Investigations of one of Wright's blacksmith's paintings has revealed the lengths that Wright went to achieve his image. Beneath the image of the ingot and hidden by layers of both yellow and white investigators found a small piece of gold leaf that Wright had placed there two centuries before. The gold is not thought to have added to the painting, but Wright obviously thought it might in some way.

==Other Versions==
Later versions which involve a forge rather than a blacksmith's more traditional way of working are now in the Hermitage Museum in St Petersburg and in The Tate in London. In these the main figure is working with a power forge whilst he is observed by his family. The nocturnal nature of Wright's "night pieces" was different to his contemporaries. The real novelty was however in the subject matter. Water-powered forges were not new, but Wright was being innovative in proposing that these scenes could be the subject of a fine artist. For this reason Wrights paintings are frequently used as a symbol of the Industrial Revolution and The Enlightenment. Wright was an important figure in relation to the Lunar Society and Derby Philosophical Society whose members were shaping the development of Science and Engineering in England.
In 1772, Wright created a 44 by 52-inch variation on this theme called The Iron Forge which was sold to Lord Palmerston for 200 pounds. This version is still in the Palmerstone family. Another 41 by 55-inch version titled An Iron Forge viewed from without was sold to Empress Catherine of Russia. Catherine the great later bought two other Wright paintings; one was of fireworks and another was from his Vesuvius paintings, however the painting of the forge was considered the best of the three.

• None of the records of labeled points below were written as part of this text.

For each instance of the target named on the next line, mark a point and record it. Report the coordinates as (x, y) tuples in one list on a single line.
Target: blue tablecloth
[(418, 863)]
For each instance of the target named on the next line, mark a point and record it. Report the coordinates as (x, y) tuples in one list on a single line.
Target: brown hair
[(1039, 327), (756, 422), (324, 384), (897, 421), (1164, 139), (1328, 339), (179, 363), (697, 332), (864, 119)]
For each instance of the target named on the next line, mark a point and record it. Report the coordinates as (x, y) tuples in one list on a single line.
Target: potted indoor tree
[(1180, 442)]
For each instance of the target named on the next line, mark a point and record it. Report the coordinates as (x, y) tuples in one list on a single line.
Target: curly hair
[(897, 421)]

Another 1771 version was titled The Blacksmith's Shop and this sold to Peniston Lamb, 1st Viscount Melbourne. It remained in the Melbourne family until it was purchased and given to Down House where it joined the collection in memory of Charles Darwin. This version is now in the Mellon collection.

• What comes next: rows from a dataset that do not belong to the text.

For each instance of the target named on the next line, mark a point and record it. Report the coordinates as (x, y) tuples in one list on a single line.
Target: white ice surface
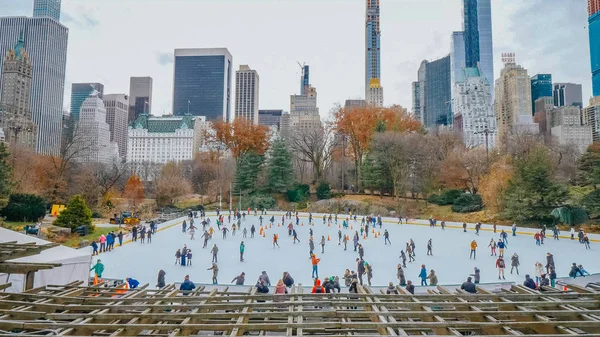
[(450, 260)]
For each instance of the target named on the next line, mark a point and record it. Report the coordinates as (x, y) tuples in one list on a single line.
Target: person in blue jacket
[(132, 283), (423, 275), (187, 286), (529, 283), (110, 241)]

An Iron Forge develops the idea of blacksmith's shop which is a craft that has changed little on hundreds of years. Forges seen in the 1772 pension show the addition of water-powered hammers that allow the forger to stand proud before his family. The painting is in the Tate. A similar painting of a forge but viewed from outside is in the Hermitage Museum.

==Provenance==
The 1771 painting was bought by the ArtFund and Derby Museum and Art Gallery in 1979 for approximately 69,000 pounds from the Greg family who had owned it since 1875.